The mayor disparaged the AMA (listen to the tapes of the meetings) and swatted aside information about the potential biological cost of high intensity lighting at night. The mayor shouted down a doctor, who specializes in sleep studies, in an attempt to derail the information the doctor was offering. In silence, the mayor and the other trustees tolerated the presentation of information by Grassroots Environmental Education.
In almost any other venue, the medical research would have aroused a groundswell of questions. Here, the medical consequences of the LED night lights were of no interest to the five-member board on behalf of the rest of us.
It would be fair to say this mayor has perfected the appearance of listening without intending to hear. Dr. Shine, a longtime superintendent of our Great Neck schools and an acknowledged intellect, once told me this anecdote: There was a principal of a school who was fond of saying to parents, “My door is always open.” After he’d been in his job for a while, on a day when he uttered his truism to yet another parent, the parent replied, “Yes, but what good is an open door to a closed mind?”
What we do know is the mayor contracted with a Canadian company for our village to be “a pilot program,” for our village to host the intense 4,000 kelvin bulbs with the blue-violet spectrum that promises a future price to our health.
The proper recourse is to replace the 4000k bulbs with 2100k, 2300k, 2700k, with a warmer light at less expense. Otherwise, I, myself, want the cobra light in front of my house removed, because were the mayor to dim the intensity of the light (from a control panel in village hall), the dimming, as residents have been told, will be only temporary.

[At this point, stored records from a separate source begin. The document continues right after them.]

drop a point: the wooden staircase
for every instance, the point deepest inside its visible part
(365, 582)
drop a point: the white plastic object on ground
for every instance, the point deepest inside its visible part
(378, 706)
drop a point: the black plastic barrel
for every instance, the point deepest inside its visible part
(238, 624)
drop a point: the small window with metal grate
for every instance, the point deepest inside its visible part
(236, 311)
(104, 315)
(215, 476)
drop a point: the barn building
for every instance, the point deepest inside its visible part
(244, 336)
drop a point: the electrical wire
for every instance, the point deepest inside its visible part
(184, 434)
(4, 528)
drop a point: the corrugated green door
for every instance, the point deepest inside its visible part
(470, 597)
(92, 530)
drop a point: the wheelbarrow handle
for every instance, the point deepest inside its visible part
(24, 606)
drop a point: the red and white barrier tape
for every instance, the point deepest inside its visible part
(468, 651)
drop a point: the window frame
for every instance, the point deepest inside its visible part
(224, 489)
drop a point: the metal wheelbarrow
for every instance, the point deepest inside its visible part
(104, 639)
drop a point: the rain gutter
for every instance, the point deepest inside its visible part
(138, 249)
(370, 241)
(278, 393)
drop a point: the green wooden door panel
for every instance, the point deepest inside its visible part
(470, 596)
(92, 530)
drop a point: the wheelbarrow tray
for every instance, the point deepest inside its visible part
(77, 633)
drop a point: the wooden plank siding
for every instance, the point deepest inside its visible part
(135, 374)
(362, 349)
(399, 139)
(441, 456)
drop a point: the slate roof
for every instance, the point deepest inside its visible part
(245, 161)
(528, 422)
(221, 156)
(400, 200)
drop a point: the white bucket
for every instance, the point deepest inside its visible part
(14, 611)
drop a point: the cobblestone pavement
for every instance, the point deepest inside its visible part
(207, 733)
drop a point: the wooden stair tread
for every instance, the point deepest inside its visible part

Mayor Pedram Bral has no streetlight at all on the cul-de-sac where he lives, and Trustee Anne Mendelson has no streetlight in front of her home or across the street, but they gave these lights to the rest of us.
Here, in our village, an owner of a private home should not have to entomb the interior of the residence in blackout shades as if this is World War II in London at the height of the blitz. A homeowner should not be forced to incur that expense in order to remain healthy.
My private home should not have to defend itself against the whims and depredations of local government.
The LED 4000k are a colossal mistake and pose harm to every man, woman and child who lives in our village, the plants in our gardens and our pets. The blue-violet spectrum is ever-present because the lights are not under our control and we cannot turn them off. So they need to be gone.